First, piracy was a crime in the municipal law of all nations; international law merely reflected an already ubiquitous condemnation of the conduct. Second, piracy had a narrow and universally-agreed on definition; the conduct it proscribed was well understood, thus preventing conflicts between states about the propriety of universal jurisdiction. Third, all nations made piracy punishable by death. Thus universal jurisdiction would not lead to forum shopping or disputes among nations as to what punishment should be inflicted. Fourth, and perhaps most importantly, pirates were private actors who had refused the protection of their home states by failing to obtain a letter of marque. They could expect little succor from their home state, since they had turned their back on it, and thus a prosecuting nation would not expect the home state to take offense. Fifth, piracy occurred on the high seas. While this did not make traditional jurisdictional limitations moot, it did make conventional enforcement difficult, and thus universal jurisdiction might seem an attractive auxiliary to domestic prosecution. Finally, pirates indiscriminately attacked the ships of all nations, as they were not constrained by ties of national loyalty or the limitations contained in a letter of marque. Thus many maritime states had a particularly strong interest in punishing pirates because their ships could fall prey to them, and all states would be economically harmed by disruptions of international commerce.

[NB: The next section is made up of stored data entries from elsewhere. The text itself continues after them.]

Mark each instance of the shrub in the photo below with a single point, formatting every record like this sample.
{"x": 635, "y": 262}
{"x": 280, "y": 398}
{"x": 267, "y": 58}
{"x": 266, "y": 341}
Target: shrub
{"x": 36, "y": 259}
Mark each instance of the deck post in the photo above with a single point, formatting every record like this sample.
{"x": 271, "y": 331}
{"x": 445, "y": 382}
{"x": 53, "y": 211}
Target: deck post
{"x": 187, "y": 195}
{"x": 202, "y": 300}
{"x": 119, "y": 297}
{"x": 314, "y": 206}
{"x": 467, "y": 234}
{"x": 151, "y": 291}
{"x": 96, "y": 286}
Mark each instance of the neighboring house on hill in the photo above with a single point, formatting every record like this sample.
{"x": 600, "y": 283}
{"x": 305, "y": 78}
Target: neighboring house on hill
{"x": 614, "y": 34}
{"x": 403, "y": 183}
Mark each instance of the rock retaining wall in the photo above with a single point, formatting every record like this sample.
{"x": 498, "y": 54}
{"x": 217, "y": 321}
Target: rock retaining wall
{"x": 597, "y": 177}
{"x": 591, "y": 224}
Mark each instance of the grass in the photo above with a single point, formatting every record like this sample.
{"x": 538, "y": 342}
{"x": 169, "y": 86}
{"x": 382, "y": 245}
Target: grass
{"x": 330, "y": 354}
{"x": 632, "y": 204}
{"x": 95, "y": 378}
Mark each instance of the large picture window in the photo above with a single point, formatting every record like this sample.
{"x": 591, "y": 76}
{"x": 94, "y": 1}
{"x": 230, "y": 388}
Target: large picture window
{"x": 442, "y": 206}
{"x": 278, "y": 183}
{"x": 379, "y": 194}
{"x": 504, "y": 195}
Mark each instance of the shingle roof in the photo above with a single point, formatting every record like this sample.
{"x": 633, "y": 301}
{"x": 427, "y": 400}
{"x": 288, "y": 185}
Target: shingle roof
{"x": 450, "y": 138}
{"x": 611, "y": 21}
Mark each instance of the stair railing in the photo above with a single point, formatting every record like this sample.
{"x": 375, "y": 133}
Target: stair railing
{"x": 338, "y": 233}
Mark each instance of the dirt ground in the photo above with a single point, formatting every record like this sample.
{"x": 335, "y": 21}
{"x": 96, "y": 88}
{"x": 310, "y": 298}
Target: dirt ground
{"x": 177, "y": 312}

Having thus articulated the specifics of Sosa's historical test, the Article administers it to modern human rights offenses, and finds that they do not satisfy the test. New CIL norms do not posses one or more of the important properties that made piracy safe for UJ and enforceable by common law. Thus providing redress for modern CIL offenses would entail profound dangers not contemplated by the First Congress they enacted the ATS with the limited purpose of allowing suits dealing with piracy, ambassadors, and safe conducts. Comparing piracy to modern international law norms reveals that new causes of action under the ATS cannot be created without abandoning the fidelity to the historical paradigms mandated by the Court. The Court in Sosa may as well have shut the door to new causes altogether, for the door that it leaves "ajar subject to vigilant doorkeeping" has nothing behind it.